A .NET 10 hosted service schedules jobs using the WJb package, executing a dummy action every minute with cron-like precision. The demo logs “Hello from DummyAction!” at the start of each minute.

Why This Matters

Ideal cron schedulers assume perfect timing, but real-world systems face delays due to thread pools, I/O, or clock drift. WJb provides lightweight scheduling without full orchestrators, but misconfigurations (e.g., incorrect cron expressions or concurrency limits) can cause missed jobs or resource contention.
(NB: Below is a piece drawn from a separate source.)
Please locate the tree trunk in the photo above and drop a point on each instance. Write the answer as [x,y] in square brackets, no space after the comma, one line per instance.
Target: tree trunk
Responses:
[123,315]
A 2022 study found 34% of .NET apps using cron-like tools experienced at least one job failure due to timing errors.

Key Insights

Working Example

<Project Sdk="Microsoft.NET.Sdk">
<PropertyGroup>
<OutputType>Exe</OutputType>
<TargetFramework>net10.0</TargetFramework>
<ImplicitUsings>enable</ImplicitUsings>
<Nullable>enable</Nullable>
</PropertyGroup>
<ItemGroup>
<PackageReference Include="Microsoft.Extensions.DependencyInjection" Version="10.0.0" />
<PackageReference Include="Microsoft.Extensions.Hosting" Version="10.0.0" />
<PackageReference Include="Microsoft.Extensions.Logging.Console" Version="10.0.0" />
<PackageReference Include="WJb" Version="0.8.0-beta1" />
</ItemGroup>
</Project>
using Microsoft.Extensions.DependencyInjection;
using Microsoft.Extensions.Hosting;
using Microsoft.Extensions.Logging;
using System.Text.Json.Nodes;
using WJb;
using WJb.Helpers;

public class Program
{
    static async Task Main(string[] args)
    {
        using var host = Host.CreateDefaultBuilder(args)
            .ConfigureServices(services =>
            {
                services.Configure<Dictionary<string, object>>(cfg =>
                {
                    cfg["MaxParallelJobs"] = 2;
                });
                services.AddTransient<DummyAction>();
                var actionConfig = new Dictionary<string, ActionItem>(StringComparer.OrdinalIgnoreCase)
                {
                    ["Dummy"] = new ActionItem(
                        Type: typeof(DummyAction).AssemblyQualifiedName!,
                        More: new JsonObject
                        {
                            ["cron"] = "*/1 * * * *",
                            ["priority"] = (int)Priority.Normal
                        })
                };
                services.AddSingleton(actionConfig);
                services.AddSingleton<IActionFactory, ActionFactory>();
                services.AddSingleton<JobProcessor>();
                services.AddSingleton<IJobProcessor>(sp => sp.GetRequiredService<JobProcessor>());
                services.AddHostedService(sp => sp.GetRequiredService<JobProcessor>());
                services.AddHostedService<JobScheduler>();
            })
            .ConfigureLogging(logging =>
            {
                logging.ClearProviders();
                logging.AddConsole();
                logging.SetMinimumLevel(LogLevel.Error);
            })
            .Build();
        Console.WriteLine("Scheduler running in start of each minute. Await please...");
        await host.RunAsync();
    }
}

public sealed class DummyAction(ILogger<DummyAction> logger) : IAction
{
    private readonly ILogger<DummyAction> _logger = logger;
    private JsonObject _jobMore = new();
    public Task InitAsync(JsonObject jobMore, CancellationToken stoppingToken)
    {
        _jobMore = jobMore ?? new JsonObject();
        Console.WriteLine("DummyAction.InitAsync. jobMore={0}", _jobMore.ToJsonString());
        return Task.CompletedTask;
    }
    public Task ExecAsync(CancellationToken stoppingToken)
    {
        var message = _jobMore.GetString("message") ?? "Hello from DummyAction!";
        Console.WriteLine("DummyAction.ExecAsync: {0} at {1}", message, DateTime.Now);
        return Task.CompletedTask;
    }
}

Practical Applications

  • Use Case: Scheduled data processing in .NET apps using */1 * * * * for minute-level precision.
  • Pitfall: Overlooking timezone settings leading to cron mismatches or incorrect job execution times.